Re: Copying Data Blocks

"Rohit Sharma" <imreckless@xxxxxxxxx> · Tue, 13 Jan 2009 12:27:36 +0530

On Mon, Jan 12, 2009 at 11:48 PM, Manish Katiyar <mkatiyar@xxxxxxxxx> wrote:
> On Mon, Jan 12, 2009 at 11:31 PM, Sandeep K Sinha
> <sandeepksinha@xxxxxxxxx> wrote:
>> Hi Peter,
>>
>> On Mon, Jan 12, 2009 at 9:49 PM, Peter Teoh <htmldeveloper@xxxxxxxxx> wrote:
>>> On Mon, Jan 12, 2009 at 4:26 PM, Sandeep K Sinha
>>> <sandeepksinha@xxxxxxxxx> wrote:
>>>> Hi Peter,
>>>>
>>>> Don't you think that if will restrict this to a specific file system.

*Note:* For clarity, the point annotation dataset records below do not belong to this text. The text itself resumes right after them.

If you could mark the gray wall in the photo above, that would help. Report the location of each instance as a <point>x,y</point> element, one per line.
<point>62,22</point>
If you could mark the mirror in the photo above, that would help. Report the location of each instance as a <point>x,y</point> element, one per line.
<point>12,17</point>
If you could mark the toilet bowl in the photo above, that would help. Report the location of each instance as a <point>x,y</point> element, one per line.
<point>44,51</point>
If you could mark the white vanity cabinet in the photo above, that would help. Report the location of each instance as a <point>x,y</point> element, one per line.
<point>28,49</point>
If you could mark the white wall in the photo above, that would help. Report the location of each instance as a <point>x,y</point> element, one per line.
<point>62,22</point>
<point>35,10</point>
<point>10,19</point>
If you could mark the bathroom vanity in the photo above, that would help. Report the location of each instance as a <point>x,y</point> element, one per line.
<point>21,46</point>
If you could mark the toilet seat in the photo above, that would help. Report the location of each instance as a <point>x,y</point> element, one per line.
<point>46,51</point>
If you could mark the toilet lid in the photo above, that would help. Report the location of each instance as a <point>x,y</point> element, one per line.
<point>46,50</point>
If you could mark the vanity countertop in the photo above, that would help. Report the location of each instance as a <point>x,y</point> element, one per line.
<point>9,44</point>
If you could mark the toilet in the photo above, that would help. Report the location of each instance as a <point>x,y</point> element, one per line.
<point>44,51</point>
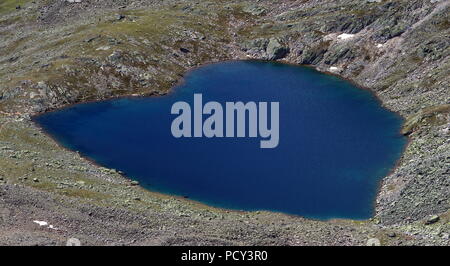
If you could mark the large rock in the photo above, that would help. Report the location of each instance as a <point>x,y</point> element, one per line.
<point>275,50</point>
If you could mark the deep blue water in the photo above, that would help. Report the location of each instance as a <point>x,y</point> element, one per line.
<point>336,142</point>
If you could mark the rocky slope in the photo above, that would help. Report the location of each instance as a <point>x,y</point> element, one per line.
<point>54,53</point>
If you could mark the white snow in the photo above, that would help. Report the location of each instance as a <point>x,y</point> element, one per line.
<point>44,223</point>
<point>334,69</point>
<point>345,36</point>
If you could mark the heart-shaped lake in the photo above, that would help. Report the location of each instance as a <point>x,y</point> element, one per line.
<point>336,142</point>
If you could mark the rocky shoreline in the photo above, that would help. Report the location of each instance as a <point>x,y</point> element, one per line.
<point>73,52</point>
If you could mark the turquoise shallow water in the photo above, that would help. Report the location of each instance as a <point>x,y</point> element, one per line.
<point>336,142</point>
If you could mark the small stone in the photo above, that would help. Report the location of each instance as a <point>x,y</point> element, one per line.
<point>373,242</point>
<point>432,219</point>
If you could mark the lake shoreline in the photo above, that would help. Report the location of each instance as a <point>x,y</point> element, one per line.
<point>102,207</point>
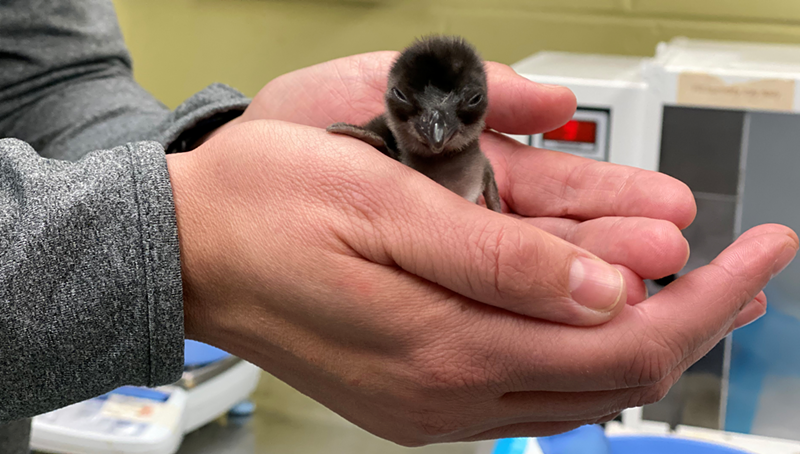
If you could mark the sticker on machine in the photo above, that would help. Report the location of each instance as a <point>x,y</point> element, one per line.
<point>711,91</point>
<point>135,409</point>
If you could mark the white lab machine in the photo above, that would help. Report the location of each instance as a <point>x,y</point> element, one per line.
<point>135,420</point>
<point>725,119</point>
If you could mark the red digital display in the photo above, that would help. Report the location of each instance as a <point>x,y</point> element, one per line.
<point>574,131</point>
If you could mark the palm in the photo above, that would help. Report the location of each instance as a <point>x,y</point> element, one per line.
<point>624,215</point>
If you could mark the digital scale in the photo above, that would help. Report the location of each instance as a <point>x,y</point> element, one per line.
<point>132,420</point>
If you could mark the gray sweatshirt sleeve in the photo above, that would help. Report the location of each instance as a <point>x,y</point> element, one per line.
<point>90,284</point>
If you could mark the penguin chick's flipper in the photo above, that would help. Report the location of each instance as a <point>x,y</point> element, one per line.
<point>490,193</point>
<point>374,133</point>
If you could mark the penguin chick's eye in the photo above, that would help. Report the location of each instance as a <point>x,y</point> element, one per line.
<point>476,100</point>
<point>399,95</point>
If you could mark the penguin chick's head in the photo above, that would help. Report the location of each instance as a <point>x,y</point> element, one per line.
<point>437,96</point>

>>>> VFS inode should be used rather than the FS incore inode ?
>>>>
>>>
>>> vfs have an API:   fsync_buffer_list(), and
>>> invalidate_inode_buffers(), and these API seemed to used spinlock for
>>> syncing:
>>>
>>> void invalidate_inode_buffers(struct inode *inode)
>>> {
>>>        if (inode_has_buffers(inode)) {
>>>                struct address_space *mapping = &inode->i_data;
>>>                struct list_head *list = &mapping->private_list;
>>>                struct address_space *buffer_mapping = mapping->assoc_mapping;
>>>
>>>                spin_lock(&buffer_mapping->private_lock);
>>>                while (!list_empty(list))
>>>
>>> __remove_assoc_queue(BH_ENTRY(list->next));======> modify this for
>>> writing out the data instead.
>>>                spin_unlock(&buffer_mapping->private_lock);
>>>        }
>>> }
>>> EXPORT_SYMBOL(invalidate_inode_buffers);
>>>
>>>
>>>> The purpose if to sleep all the i/o's when we are updating the i_data
>>>> from the new inode to the old inode ( updation of the data blocks ).
>>>>
>>>> I think i_alloc_sem should work here, but could not find any instance
>>>> of its use in the code.
>>>
>>> for the case of ext3's blcok allocation, the lock seemed to be
>>> truncate_mutex - read the remark:
>>>
>>>        /*
>>>         * From here we block out all ext3_get_block() callers who want to
>>>         * modify the block allocation tree.
>>>         */
>>>        mutex_lock(&ei->truncate_mutex);
>>>
>>> So while it is building the tree, the mutex will lock it.
>>>
>>> And the remarks for ext3_get_blocks_handle() are:
>>>
>>> /*
>>>  * Allocation strategy is simple: if we have to allocate something, we will
>>>  * have to go the whole way to leaf. So let's do it before attaching anything
>>>  * to tree, set linkage between the newborn blocks, write them if sync is
>>>  * required, recheck the path, free and repeat if check fails, otherwise
>>>  * set the last missing link (that will protect us from any truncate-generated
>>> ...
>>>
>>> reading the source....go down and see the mutex_lock() (where
>>> multiblock allocation are needed) and after the lock, all the blocks
>>> allocation/merging etc are done:
>>>
>>>        /* Next simple case - plain lookup or failed read of indirect block */
>>>        if (!create || err == -EIO)
>>>                goto cleanup;
>>>
>>>        mutex_lock(&ei->truncate_mutex);
>>> <snip>
>>>        count = ext3_blks_to_allocate(partial, indirect_blks,
>>>                                        maxblocks, blocks_to_boundary);
>>> <snip>
>>>        err = ext3_alloc_branch(handle, inode, indirect_blks, &count, goal,
>>>                                offsets + (partial - chain), partial);
>>>
>>>
>>>> It's working fine currently with i_mutex, meaning if we hold a i_mutex
>>>
>>> as far as i know, i_mutex are used for modifying inode's structures information:
>>>
>>> grep for i_mutex in fs/ext3/ioctl.c and everytime there is a need to
>>> maintain inode's structural info, the lock on i_mutex is called.
>>>
>>>> lock on the inode while updating the i_data pointers.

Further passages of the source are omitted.